29 avril 2024 / Association des climato-réalistes
Par Rémy Prud’homme
Dans les pays développés, la productivité, ou du moins la productivité du travail (le PIB divisé par la population au travail), augmente peu ou pas depuis une dizaine d’années. On a considéré les pays de l’OCDE, en éliminant à la fois les pays d’Amérique latine (Colombie, Chili) et les pays dont la population est inférieure à 9 millions d’habitants. Reste une vingtaine de pays, principalement mais non exclusivement européens. Dans ces pays, au cours de la période 2015-2021, selon les chiffres de la Banque Mondiale, l’augmentation de la productivité du travail a été en moyenne de 0,6% par an. Elle n’a été supérieure à 1,5% que dans 4 pays (Pologne, Corée, Tchéquie, Etats-Unis). Elle a été négative dans quatre pays (Belgique, Japon, Grèce, Espagne). Avec une stagnation à 0%, la France est dans le bas du tableau, proche du Royaume-Uni (0,1%), de l’Italie (0,2%) et des Pays-Bas (0,2%). C’est une évolution très inquiétante, car elle signifie une quasi-stagnation du niveau de vie dans ces pays, dans nos pays. (Notons au passage que la présentation habituelle des résultats économiques en termes de PIB a pour effet, sinon pour objet, d’escamoter cette stagnation)
Les causes de cette panne de croissance de la productivité sont mal connues.
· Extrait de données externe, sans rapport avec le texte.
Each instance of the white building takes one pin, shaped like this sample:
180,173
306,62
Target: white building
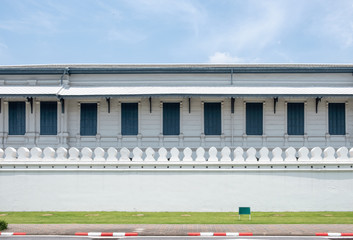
176,105
100,113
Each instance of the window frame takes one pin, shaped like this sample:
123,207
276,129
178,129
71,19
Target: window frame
122,122
82,127
219,129
247,127
303,119
344,120
41,118
24,121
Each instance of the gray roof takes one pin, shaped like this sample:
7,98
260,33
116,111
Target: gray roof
173,68
72,92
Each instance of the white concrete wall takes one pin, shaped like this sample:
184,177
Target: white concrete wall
49,180
150,125
176,190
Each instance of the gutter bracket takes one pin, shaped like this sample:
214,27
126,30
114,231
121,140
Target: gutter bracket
30,100
108,101
317,100
62,101
275,101
232,101
150,100
189,105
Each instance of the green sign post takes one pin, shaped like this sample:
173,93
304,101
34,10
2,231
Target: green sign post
245,211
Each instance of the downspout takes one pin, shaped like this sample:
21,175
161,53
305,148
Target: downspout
66,72
62,101
232,112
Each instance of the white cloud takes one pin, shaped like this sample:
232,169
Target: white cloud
126,36
338,23
224,57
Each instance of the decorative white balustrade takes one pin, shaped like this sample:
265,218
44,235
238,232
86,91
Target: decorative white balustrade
237,155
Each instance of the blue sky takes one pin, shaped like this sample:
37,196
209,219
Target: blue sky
175,31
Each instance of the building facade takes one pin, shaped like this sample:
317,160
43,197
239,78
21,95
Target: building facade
168,137
176,106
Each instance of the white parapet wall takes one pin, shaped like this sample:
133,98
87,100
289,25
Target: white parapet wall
176,179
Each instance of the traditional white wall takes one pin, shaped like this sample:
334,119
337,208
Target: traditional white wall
92,180
150,125
175,190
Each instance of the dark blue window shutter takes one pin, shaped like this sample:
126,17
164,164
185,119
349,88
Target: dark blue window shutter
212,118
88,126
17,118
48,118
254,118
295,118
337,118
171,118
129,118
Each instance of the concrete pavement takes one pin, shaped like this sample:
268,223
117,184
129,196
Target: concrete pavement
181,229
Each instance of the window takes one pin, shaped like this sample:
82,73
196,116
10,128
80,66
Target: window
88,126
212,119
17,118
337,118
171,118
48,118
129,118
254,119
295,118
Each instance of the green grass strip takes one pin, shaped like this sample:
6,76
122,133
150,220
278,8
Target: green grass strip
176,218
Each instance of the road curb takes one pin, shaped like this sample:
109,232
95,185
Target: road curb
334,234
233,234
12,233
107,234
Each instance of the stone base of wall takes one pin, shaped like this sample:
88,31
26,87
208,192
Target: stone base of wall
168,189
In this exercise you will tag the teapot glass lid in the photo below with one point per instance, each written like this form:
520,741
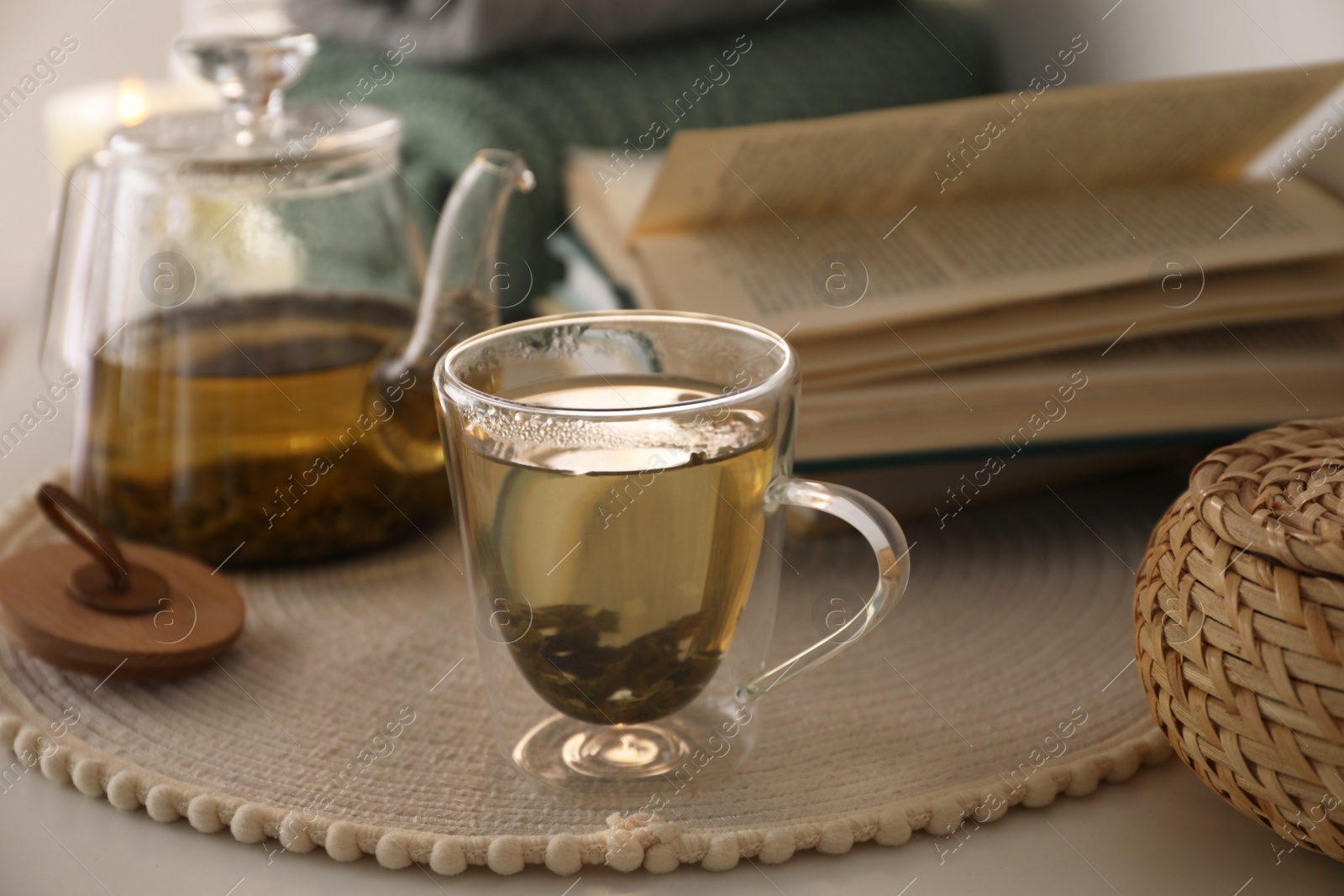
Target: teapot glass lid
255,123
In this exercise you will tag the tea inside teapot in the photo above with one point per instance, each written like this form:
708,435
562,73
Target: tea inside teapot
275,403
246,429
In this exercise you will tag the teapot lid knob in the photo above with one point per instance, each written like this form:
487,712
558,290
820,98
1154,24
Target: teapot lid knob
250,70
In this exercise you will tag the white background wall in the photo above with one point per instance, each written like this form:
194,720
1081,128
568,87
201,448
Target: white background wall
1137,39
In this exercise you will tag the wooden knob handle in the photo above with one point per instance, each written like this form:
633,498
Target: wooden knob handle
69,515
111,582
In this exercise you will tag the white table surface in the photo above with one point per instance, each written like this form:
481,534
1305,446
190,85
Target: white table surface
1159,833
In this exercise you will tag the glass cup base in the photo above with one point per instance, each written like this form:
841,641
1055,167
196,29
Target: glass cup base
564,750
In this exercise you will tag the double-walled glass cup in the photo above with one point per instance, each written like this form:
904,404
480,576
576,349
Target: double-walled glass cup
620,481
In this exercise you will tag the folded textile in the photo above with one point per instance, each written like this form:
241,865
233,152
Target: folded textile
461,31
819,63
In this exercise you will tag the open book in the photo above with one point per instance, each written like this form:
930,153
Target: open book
895,244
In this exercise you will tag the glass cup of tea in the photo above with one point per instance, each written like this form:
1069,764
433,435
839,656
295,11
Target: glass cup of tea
620,481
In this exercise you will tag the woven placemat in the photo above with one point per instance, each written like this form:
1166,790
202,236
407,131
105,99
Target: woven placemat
349,716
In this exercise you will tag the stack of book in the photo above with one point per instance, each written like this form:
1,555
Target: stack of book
1085,265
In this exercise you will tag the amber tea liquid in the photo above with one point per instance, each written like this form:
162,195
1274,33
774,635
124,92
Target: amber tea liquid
250,426
622,571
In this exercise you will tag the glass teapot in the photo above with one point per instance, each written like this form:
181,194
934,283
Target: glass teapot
245,301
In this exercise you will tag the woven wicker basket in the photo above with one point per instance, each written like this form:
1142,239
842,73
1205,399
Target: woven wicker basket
1240,629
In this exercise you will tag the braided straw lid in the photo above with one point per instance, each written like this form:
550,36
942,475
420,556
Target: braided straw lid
1277,495
1240,629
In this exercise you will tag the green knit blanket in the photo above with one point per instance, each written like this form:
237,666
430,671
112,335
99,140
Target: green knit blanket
801,66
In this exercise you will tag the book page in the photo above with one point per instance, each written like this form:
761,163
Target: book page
605,207
1065,140
1296,291
1210,379
837,275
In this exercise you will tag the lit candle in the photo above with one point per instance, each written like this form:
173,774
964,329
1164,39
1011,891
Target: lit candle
78,120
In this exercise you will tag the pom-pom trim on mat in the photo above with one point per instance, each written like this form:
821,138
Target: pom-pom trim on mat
629,842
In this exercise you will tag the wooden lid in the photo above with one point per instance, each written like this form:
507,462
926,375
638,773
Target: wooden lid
140,611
On mentionne : l’épidémie de covid, la désindustrialisation, le télétravail, l’insuffisance de capital, les prix de l’énergie, l’augmentation de l’apprentissage (dans le cas de la France), ainsi que les « politiques climatiques ». Cette note essaye de préciser, et de chiffrer, l’impact de ce dernier facteur. Le verdissement de nos économies entraîne-t-il une diminution de leur productivité ?
A cette fin, on a comparé pour les 19 pays développés retenus l’intensité des politiques vertes et la variation de la productivité du travail durant la période récente (2015-2021). Il est facile de trouver des données pour l’évolution de la productivité du travail : on a pris ceux que publie la Banque Mondiale. Il est plus difficile de trouver des indicateurs de l’intensité des politiques vertes. Plusieurs institutions (la NASA, Germanwatch, le MIT) proposent des indices qui combinent différentes grandeurs. On a préféré un concept plus simple et plus clair, et cependant important et significatif : le taux de décarbonation des pays, défini comme la variation des rejets de CO2 rapportée aux rejets de CO2 de 2015. Ce taux varie de +6% en Pologne à -26% au Portugal.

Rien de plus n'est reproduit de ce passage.